Absorb scattered staged edits automatically
gg absorb
Useful flags:
--dry-run: preview only--and-rebase: absorb and rebase in one step--whole-file: match whole-file changes instead of hunks--squash: squash fixups directly
After major edits, run:
gg sync
Insert a commit in the middle of a stack
Sometimes you realize a commit is missing between two existing ones. Use gg mv to navigate there, make a normal git commit, then run gg restack to fold it in.
gg co testing
git commit -m "one"
git commit -m "two"
# navigate to position 1 (HEAD detaches)
gg mv 1
# make the new commit
git add <files>
git commit -m "inserted"
# gg ls shows the un-integrated commit rather than losing it:
# ⚠ Un-integrated commit at HEAD (detached):
# 3fb873d inserted — sits on top of [1]
# Run `gg restack` to fold it into the stack.
gg ls
# fold it in — stack becomes: one, inserted, two
# HEAD stays on the inserted commit when restack finishes
gg restack
gg ls is read-only: it never mutates the stack.

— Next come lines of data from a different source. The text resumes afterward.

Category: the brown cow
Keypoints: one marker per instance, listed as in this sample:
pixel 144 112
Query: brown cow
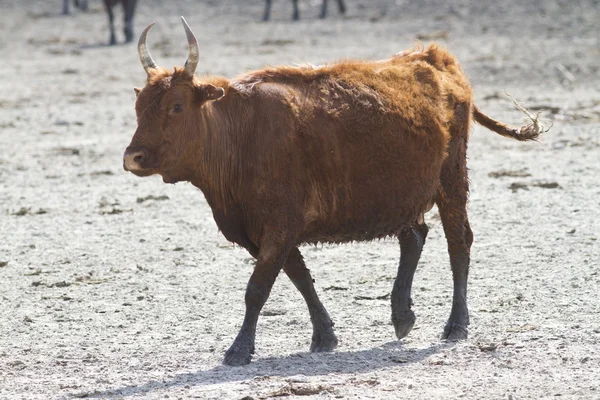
pixel 351 151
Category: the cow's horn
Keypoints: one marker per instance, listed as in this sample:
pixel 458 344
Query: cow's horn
pixel 145 57
pixel 192 61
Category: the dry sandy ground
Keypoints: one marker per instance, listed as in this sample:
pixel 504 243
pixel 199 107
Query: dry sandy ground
pixel 112 286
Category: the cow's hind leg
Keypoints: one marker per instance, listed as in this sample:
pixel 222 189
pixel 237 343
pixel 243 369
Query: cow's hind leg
pixel 411 244
pixel 323 338
pixel 452 200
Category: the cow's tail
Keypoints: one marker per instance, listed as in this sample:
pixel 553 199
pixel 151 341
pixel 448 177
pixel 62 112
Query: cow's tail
pixel 524 133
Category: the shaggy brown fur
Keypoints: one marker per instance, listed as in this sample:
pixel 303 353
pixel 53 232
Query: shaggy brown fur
pixel 356 150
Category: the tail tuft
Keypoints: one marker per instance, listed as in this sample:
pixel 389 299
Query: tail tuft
pixel 524 133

The “un-integrated commit” callout is purely informational — the commit is not lost, it just isn’t part of the stack yet. gg restack is what integrates it.
The same flow works when you git commit --amend the navigated commit instead of creating a new one. In that case gg restack rewrites the commit in place and replays everything above it on top.